MicrosoftDocs / azure-docs

Open source documentation of Microsoft Azure
https://docs.microsoft.com/azure
Creative Commons Attribution 4.0 International
10.25k stars 21.41k forks source link

Encoding parameter is necessary for Spanish and other languages #97922

Closed almudenaftourne closed 2 years ago

almudenaftourne commented 2 years ago

While testing the docs code with Spanish I noticed encoding is necessary for voices to pronounce certain letters correctly (like 'ñ', which is very common in the Spanish language). If not, it misspells the word completely.

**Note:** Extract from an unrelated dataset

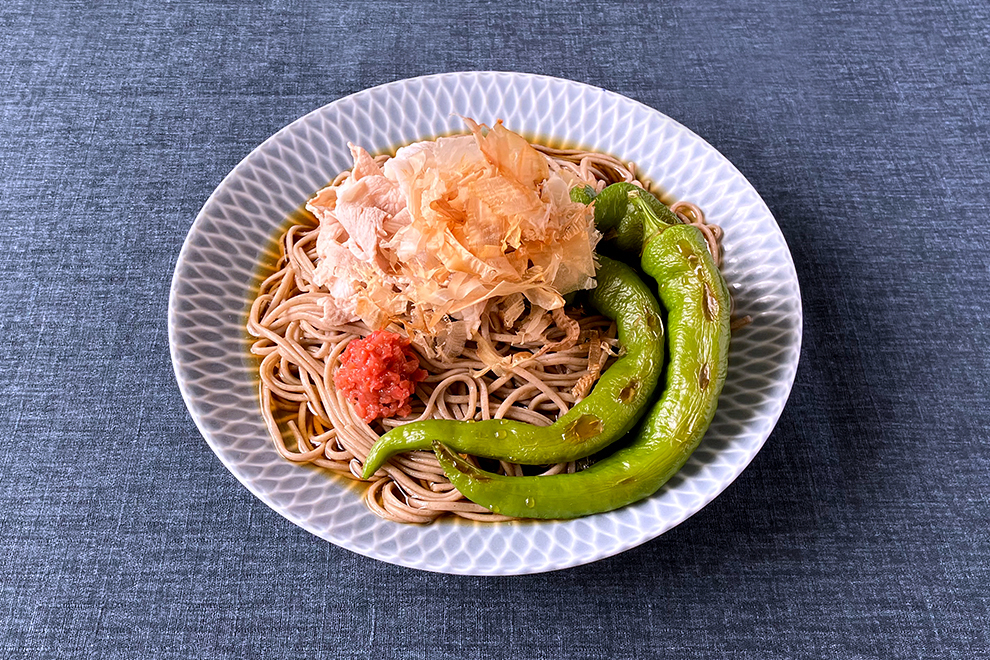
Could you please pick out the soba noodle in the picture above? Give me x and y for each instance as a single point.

There is a note on the "Use SSML to customize speech characteristics" section where it is explained how to read using SSML configuration, but it only mentions encoding for this specific case:

_If your ssmlstring contains  at the beginning of the string, you need to strip off the BOM format or the service will return an error. You do this by setting the encoding parameter as follows: open("ssml.xml", "r", encoding="utf-8-sig").

I was able to fix the Spanish pronuntiation by adding the encoding specification:

ssml_string = open("ssml-spanish-v2.xml", "r", encoding='utf-8').read()
result = synthesizer.speak_ssml_async(ssml_string).get()

I think it would be helpful to clarify this in the docs as most languages have specific characteris like 'ñ' or "¨" that otherwise won't be pronounced correctly.


Document Details

Do not edit this section. It is required for docs.microsoft.com ➟ GitHub issue linking.

YutongTie-MSFT commented 2 years ago

Thanks for the feedback! We are currently investigating and will update you shortly.

YutongTie-MSFT commented 2 years ago

@almudenaftourne Thanks a lot for pointing this out, I have reached out to the author for making it clear.

eric-urban commented 2 years ago

@almudenaftourne - Thank you for taking the time to point this out! I've opened an internal work item to track this to completion. We can add more details to the SSML document and/or update the current how to synthesize page.

eric-urban commented 2 years ago

please-close

yulin-li commented 1 year ago

Hi @almudenaftourne , what's the encoding of your ssml-spanish-v2.xml file? Could you share this file with us for further investigating?